Datos del primer semestre revelan que la banca dominicana registra una aceleración en su cartera de financiamiento al sector privado y en los depósitos del público, mientras mantiene resultados positivos en sus indicadores prudenciales.

Santo Domingo, Rep. Dom.- El crédito al sector privado registró un crecimiento interanual de 9.1 % al cierre de junio de este año, desempeño que confirma el papel del financiamiento bancario como uno de los principales motores de la recuperación y el crecimiento de la economía dominicana en un contexto internacional marcado por la incertidumbre y la volatilidad, afirmó la Asociación de Bancos Múltiples de la República Dominicana (ABA).

A través de un análisis de su Dirección de Estudios Económicos y Bancarios, la ABA informó que la evolución de la cartera evidencia una aceleración con respecto al crecimiento acumulado de 7.4 % registrado en diciembre de 2025, lo que representa una inyección adicional de más de RD$80,000 millones entre enero y junio de 2026, equivalentes al 1.0 % del producto interno bruto (PIB).

Asimismo, resaltó que el Banco Central proyecta que el crédito al sector privado en moneda nacional continúe acelerándose gradualmente hasta alcanzar un crecimiento de 10.5 % al cierre de este año, lo que elevaría la expansión del financiamiento a RD$149,818 millones, equivalentes al 1.9 % del PIB.

«Esa mayor dinámica se ha concentrado principalmente en los segmentos comercial e hipotecario, lo que evidencia que la asignación de recursos continúa respaldando las actividades que lideran la expansión de la economía, como la construcción, el turismo, el transporte y la inversión privada, fortaleciendo así la capacidad del país para sostener su crecimiento en un entorno internacional incierto», indicó la ABA.

El análisis también destaca que, de manera paralela al crecimiento del crédito, los depósitos del público aceleraron su ritmo de expansión al pasar de 9.2 % en diciembre de 2025 a 14.9 % en junio de este año. En términos absolutos, durante el primer semestre de 2026 la base de depósitos disponible para las entidades de intermediación financiera aumentó en RD$257,124 millones, equivalentes al 3.3 % del PIB.

En ese sentido, la Asociación de Bancos consideró este comportamiento como una señal de la confianza que mantiene el público en el sistema financiero y, al mismo tiempo, como una fuente estable de recursos que permite a los bancos continuar financiando hogares y sectores productivos en condiciones competitivas.

Desempeño de los principales indicadores prudenciales

Al referirse a los principales indicacores prudenciales, la ABA precisó que las estadísticas de la Superintendencia de Bancos muestran que el sistema mantiene un coeficiente de activos líquidos superior al 40 %; un índice de morosidad estable y por debajo de 2.0 %; una cobertura de cartera vencida cercana al 180 %, muy por encima del mínimo de referencia; un índice de solvencia de 17.3 %, significativamente superior al requerimiento regulatorio de 10 %, y niveles de rentabilidad sobre activos (2.4 %) y patrimonio (20.3 %) que, aunque se han moderado, continúan entre los más elevados de América Latina, donde los promedios regionales se sitúan en 2.0 % y 14.3 %, respectivamente.
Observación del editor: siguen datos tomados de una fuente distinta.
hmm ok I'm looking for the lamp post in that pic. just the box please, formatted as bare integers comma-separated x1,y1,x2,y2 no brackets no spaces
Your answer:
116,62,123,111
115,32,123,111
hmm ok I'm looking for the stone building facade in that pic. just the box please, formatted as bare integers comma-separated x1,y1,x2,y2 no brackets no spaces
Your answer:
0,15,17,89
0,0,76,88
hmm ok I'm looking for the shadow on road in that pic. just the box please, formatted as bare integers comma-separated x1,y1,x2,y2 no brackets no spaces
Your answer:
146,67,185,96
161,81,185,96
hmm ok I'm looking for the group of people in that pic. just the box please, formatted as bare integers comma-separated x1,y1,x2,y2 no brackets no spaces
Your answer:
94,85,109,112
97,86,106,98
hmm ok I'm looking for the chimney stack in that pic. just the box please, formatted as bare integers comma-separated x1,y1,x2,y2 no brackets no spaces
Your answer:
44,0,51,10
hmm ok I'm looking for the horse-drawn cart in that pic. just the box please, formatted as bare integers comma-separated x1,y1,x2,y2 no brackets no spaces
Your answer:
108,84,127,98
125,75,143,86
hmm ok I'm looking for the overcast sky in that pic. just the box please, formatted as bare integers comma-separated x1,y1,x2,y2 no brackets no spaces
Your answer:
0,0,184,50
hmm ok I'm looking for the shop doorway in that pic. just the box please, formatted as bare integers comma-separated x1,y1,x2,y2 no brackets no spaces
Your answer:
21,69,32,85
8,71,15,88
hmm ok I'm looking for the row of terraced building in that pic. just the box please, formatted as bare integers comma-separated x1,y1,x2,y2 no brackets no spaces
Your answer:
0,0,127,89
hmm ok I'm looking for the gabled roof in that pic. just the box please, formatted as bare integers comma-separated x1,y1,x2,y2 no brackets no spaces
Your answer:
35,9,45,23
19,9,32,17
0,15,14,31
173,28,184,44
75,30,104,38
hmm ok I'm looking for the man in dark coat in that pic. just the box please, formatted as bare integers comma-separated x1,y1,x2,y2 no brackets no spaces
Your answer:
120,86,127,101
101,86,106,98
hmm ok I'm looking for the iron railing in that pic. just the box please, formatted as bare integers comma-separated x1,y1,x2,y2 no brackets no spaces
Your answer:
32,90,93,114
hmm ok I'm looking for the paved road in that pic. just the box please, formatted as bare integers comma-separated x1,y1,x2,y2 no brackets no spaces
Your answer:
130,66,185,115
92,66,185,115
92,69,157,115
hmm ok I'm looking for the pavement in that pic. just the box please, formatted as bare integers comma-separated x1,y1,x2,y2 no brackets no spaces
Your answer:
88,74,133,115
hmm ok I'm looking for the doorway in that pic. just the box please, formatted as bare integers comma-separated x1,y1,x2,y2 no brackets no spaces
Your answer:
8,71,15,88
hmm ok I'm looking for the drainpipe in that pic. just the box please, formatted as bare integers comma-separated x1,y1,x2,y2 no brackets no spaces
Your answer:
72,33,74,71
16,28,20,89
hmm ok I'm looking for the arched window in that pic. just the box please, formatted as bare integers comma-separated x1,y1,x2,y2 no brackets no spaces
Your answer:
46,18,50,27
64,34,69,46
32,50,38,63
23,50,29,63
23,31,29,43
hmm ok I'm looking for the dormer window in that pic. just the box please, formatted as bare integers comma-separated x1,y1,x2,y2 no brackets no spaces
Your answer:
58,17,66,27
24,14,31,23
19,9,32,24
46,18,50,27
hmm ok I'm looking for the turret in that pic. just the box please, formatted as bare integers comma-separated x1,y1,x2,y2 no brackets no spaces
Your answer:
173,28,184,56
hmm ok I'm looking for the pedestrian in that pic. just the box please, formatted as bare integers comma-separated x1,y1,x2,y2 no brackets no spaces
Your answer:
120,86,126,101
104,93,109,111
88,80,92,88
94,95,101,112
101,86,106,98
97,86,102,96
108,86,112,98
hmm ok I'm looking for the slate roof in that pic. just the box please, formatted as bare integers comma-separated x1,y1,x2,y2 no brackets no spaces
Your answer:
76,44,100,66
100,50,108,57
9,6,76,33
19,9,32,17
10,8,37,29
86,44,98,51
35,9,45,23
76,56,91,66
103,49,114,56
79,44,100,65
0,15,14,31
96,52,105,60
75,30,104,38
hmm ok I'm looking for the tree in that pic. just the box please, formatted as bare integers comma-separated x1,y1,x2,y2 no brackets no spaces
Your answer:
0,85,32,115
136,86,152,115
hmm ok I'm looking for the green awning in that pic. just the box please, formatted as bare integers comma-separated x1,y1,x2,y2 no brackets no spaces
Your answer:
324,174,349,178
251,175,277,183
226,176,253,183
Respecto a esta moderación de la rentabilidad, la entidad que reúne a los bancos múltiples del país explicó que responde a una estrategia prudente adoptada por las entidades financieras ante el aumento de la incertidumbre global.

«En un contexto de mayores riesgos externos, los bancos han privilegiado fortalecer sus niveles de liquidez y capital, aun cuando ello implique ceder parte de la rentabilidad. Esta decisión incrementa la capacidad del sistema para absorber eventuales choques y continuar respaldando el financiamiento de la economía dominicana», señaló.

El análisis también precisó que la economía dominicana registró un crecimiento de 4.5 % durante el primer semestre de 2026 y que el Banco Central proyecta una expansión cercana al 4.0 % para el cierre del año. “De concretarse esta proyección, representaría una recuperación frente al crecimiento de 2.1 % observado en 2025 y mantendría al país por encima del promedio estimado para América Latina, de alrededor de 2.0 %”, agregó.

Para la ABA, la fortaleza de los principales indicadores financieros, junto con el dinamismo del crédito destinado a las actividades productivas, ha sido un factor determinante para preservar la resiliencia de la economía dominicana frente a un escenario internacional caracterizado por tensiones geopolíticas, volatilidad en los mercados y crecientes desafíos para el comercio mundial.